The International Space Station, in the near quarter century of its operations, has remained a powerhouse of science and has helped champion diversity and equity for nations across the globe. The crew of SpaceX’s seventh rotation mission, Crew-7, are no exception. Launching at 3:27 AM Eastern Time August 26th, these four valiant men and women will continue to inspire those on Earth, and conduct important research that will take us higher, further and faster than ever before.
Under the command of rookie Artemis astronaut Jasmin Moghbeli, Crew-7 will take flight aboard SpaceX’s Crew Dragon Endurance, which has previously visited the ISS as part of Crew-3 and Crew-5. A United States Marine Corps test pilot, Moghbeli was selected as a member of NASA Astronaut Group 22 in June 2017, and subsequently began her two-year training.
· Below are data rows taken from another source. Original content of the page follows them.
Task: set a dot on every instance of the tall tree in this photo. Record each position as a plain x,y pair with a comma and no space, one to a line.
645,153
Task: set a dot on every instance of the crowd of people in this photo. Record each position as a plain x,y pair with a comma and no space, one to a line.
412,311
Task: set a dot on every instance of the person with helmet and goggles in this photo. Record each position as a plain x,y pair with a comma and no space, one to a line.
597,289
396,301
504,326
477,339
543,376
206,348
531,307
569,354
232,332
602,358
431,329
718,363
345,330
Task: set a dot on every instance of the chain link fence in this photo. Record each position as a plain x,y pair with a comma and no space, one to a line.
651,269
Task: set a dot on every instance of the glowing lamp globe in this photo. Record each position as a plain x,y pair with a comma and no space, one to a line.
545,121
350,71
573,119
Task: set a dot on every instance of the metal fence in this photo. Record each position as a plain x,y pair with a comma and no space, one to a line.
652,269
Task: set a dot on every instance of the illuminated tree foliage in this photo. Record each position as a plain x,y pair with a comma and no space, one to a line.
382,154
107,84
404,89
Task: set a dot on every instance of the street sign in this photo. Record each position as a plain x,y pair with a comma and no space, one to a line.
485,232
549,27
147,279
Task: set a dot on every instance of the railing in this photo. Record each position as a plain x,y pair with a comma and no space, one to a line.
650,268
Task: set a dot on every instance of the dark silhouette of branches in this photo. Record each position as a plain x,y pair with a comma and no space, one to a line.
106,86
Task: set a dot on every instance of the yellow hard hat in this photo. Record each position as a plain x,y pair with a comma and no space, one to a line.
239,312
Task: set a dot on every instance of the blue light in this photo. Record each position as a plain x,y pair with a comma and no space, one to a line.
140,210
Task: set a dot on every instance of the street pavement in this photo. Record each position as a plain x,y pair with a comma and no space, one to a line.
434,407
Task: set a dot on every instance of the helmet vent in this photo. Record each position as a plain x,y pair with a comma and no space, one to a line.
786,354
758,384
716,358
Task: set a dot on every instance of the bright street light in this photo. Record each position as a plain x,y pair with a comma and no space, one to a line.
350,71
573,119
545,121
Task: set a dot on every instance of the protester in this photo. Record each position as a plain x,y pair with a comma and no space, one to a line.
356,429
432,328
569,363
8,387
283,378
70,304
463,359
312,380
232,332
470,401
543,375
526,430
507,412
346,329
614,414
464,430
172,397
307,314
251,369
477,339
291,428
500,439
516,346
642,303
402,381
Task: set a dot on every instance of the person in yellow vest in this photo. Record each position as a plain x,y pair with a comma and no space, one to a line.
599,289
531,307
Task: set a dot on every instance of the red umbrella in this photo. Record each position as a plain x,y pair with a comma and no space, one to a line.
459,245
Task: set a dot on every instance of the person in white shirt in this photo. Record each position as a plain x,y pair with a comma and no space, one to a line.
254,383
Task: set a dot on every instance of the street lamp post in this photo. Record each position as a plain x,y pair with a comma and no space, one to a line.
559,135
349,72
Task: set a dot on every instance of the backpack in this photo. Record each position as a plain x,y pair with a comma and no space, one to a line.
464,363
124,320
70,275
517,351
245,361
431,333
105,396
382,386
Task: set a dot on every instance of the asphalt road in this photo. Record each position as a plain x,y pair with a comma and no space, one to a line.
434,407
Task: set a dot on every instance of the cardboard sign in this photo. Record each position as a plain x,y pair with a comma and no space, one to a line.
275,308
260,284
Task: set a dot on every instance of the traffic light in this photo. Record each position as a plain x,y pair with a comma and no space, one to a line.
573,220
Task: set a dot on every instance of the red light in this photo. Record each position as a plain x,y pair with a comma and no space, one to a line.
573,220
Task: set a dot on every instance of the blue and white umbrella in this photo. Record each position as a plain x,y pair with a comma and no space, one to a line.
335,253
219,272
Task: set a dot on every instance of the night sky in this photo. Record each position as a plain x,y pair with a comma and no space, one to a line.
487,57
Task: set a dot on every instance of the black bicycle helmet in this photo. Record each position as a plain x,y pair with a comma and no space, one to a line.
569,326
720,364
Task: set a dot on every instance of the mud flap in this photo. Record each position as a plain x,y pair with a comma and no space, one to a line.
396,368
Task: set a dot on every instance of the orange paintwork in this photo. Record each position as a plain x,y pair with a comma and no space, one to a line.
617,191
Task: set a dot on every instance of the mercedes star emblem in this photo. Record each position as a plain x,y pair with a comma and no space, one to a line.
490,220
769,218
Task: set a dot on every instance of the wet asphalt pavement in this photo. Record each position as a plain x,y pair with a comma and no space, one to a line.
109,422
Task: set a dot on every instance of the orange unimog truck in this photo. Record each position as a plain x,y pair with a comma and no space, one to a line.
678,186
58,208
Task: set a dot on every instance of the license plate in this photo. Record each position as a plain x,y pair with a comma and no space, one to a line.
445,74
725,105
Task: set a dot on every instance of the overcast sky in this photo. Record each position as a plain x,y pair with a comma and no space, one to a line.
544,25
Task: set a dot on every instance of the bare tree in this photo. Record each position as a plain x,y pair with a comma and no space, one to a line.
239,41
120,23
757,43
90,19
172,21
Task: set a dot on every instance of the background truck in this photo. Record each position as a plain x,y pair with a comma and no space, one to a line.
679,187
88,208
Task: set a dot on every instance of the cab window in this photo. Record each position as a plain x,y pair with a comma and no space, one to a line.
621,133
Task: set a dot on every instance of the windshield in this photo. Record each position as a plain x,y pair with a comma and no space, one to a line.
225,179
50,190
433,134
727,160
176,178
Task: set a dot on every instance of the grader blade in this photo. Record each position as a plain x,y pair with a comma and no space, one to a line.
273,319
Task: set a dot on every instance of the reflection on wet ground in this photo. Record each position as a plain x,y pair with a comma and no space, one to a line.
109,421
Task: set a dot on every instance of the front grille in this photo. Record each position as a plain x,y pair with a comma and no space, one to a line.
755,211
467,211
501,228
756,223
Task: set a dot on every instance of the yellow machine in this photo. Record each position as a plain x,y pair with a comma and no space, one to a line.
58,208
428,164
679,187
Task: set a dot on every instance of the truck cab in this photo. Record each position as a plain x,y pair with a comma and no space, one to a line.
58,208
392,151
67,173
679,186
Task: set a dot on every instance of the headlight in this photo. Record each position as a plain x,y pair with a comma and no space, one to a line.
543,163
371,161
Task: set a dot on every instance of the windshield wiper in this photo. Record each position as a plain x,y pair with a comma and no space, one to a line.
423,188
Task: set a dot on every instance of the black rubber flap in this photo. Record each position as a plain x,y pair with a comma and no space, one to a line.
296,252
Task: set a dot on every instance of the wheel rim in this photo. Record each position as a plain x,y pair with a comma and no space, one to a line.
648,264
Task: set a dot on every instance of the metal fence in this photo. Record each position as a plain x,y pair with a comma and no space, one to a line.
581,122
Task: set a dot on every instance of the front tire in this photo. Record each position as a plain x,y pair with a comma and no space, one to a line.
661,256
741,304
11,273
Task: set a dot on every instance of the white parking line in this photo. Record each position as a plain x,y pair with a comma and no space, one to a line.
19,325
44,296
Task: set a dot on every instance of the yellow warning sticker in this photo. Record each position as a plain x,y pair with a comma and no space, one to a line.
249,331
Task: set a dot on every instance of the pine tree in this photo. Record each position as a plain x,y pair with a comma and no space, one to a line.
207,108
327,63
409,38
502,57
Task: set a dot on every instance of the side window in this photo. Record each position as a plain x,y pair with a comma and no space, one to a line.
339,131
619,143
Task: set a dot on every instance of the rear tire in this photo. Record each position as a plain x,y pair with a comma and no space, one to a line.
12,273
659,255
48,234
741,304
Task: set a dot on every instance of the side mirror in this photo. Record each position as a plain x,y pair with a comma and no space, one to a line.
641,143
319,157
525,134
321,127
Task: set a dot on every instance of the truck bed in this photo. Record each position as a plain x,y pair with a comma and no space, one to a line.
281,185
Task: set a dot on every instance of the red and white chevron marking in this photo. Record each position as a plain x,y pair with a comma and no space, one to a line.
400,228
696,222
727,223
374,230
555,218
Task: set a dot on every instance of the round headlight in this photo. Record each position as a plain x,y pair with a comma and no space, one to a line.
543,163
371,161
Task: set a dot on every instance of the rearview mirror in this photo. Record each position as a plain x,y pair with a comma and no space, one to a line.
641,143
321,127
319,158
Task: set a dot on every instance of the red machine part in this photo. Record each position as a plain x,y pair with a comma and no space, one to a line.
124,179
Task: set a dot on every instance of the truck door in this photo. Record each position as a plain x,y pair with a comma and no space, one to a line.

In January 2020, she graduated alongside 13 others in the NASA Astronaut Candidate Training Program, officially making her eligible for spaceflight which includes assignments to the International Space Station, Artemis missions to the Moon, and ultimately missions to Mars. In March 2022, she was assigned as commander of the Crew-7 mission to the International Space Station.
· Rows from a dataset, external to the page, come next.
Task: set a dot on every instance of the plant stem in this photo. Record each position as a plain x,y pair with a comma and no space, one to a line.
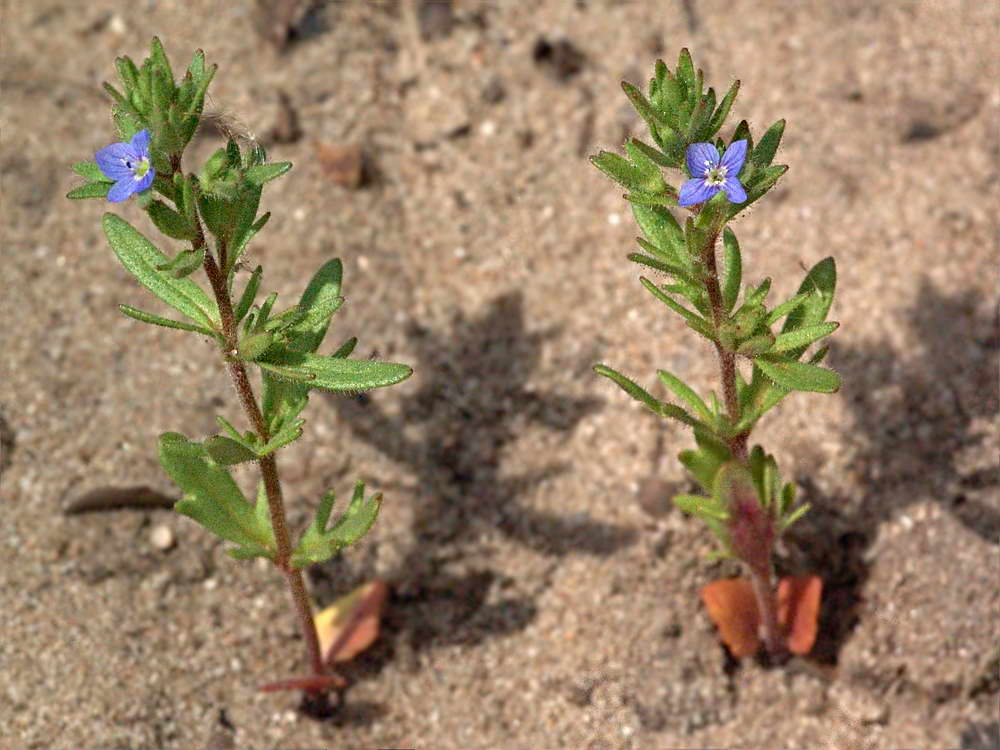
268,464
761,578
767,604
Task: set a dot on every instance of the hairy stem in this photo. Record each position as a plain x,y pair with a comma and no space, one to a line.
761,578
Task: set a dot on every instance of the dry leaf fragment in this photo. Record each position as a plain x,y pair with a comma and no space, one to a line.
342,163
731,605
798,611
351,624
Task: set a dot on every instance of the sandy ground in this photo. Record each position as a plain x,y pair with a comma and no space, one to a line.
535,603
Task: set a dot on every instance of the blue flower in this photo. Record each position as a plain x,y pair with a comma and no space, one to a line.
128,165
709,175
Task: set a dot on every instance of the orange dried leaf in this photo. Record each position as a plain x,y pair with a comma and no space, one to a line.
311,683
733,609
798,611
351,624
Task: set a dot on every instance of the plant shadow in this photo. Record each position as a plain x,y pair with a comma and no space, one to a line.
452,434
910,434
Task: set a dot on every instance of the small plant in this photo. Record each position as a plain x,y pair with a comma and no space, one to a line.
213,215
745,504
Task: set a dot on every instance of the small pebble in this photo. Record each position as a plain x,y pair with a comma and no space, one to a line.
162,537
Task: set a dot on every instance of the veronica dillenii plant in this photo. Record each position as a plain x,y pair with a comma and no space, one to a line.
744,502
213,215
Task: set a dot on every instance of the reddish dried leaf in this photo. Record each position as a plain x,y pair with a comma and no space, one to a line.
798,611
351,624
312,683
733,609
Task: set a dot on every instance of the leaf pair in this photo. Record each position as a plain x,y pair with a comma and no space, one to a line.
212,498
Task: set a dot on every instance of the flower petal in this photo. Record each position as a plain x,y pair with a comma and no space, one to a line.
734,190
140,143
734,157
701,157
145,181
122,189
696,191
111,161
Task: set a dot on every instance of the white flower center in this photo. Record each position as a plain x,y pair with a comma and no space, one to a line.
716,175
139,170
For the first time, the American built Crew Dragon spacecraft will be piloted by an international partner, ESA’s Andreas Mogensen. Mogensen was selected to become the first Danish astronaut by the European Space Agency in May 2009. He completed initial training and became a member of the European Astronaut Corps in November 2010. On September 2nd, 2015, Mogensen launched aboard Soyuz TMA-18M to the ISS and landed with Soyuz TMA-16M ten days later as part of a short stay segment called “Iriss”. In March 2022, he was selected as pilot of SpaceX Crew-7 and is set to become the first European pilot of a spacecraft. He will also be the ISS Expedition 70 commander. The European segment of the mission is called “Huginn”, continuing the tradition of naming European orbital segments.
The first Mission Specialist slot, known as MS-1 onboard Crew Dragon Endurance, is filled by JAXA’s Satoshi Furukawa. Dr. Furukawa trained as a surgeon at the University of Tokyo, before joining JAXA (then NASDA) as part of Japan’s contribution to the nascent International Space Station. Furukawa was assigned to the International Space Station as a flight engineer on long-duration missions Expedition 28/29 as part of his first spaceflight, lifting off June 7th, 2011 and returning November 22nd, 2011. In 2013, Furukawa served as a cavenaut as part of the ESA CAVES training in Sardinia, alongside Jeremy Hansen, Michael Barratt, Jack Fisher, Aleksei Ovchinin, and Paolo Nespoli. Crew-7 and Expedition 69/70 will be Furukawa’s second trip to space.
Mission Specialist 2 for Crew-7 is Konstantin Borisov, of Roscosmos – the state space corporation of Russia. A rookie cosmonaut, Borisov was selected in 2018 for two years of training before graduating to be eligible for spaceflight in 2020. Borisov was assigned to Crew-7 as part of seat swaps between the American Commercial Crew vehicles and the Russian Soyuz. This procedure is a necessary part of ISS operations that ensures that one member from the United States Orbital Segment and one from the Russian Orbital Segment remain present in the event of an issue with either spacecraft.
Crew-7’s flight represents a truly modern international space program, with astronauts from all over the world coming together to contribute to research aboard humanity’s most robust orbital laboratory. The ethos of this crew, a multinational, diverse and accomplished team, speaks to the mission of international spaceflight: that cooperation is key in order to accomplish what we set out to do. In the middle of a November night last year, the Artemis age kicked off with a bang, and the phrase “we rise together” has been sitting in the minds of space enthusiasts and agencies alike. Crew-7 embodies this phrase, a multinational effort to keep the science flowing aboard the ISS.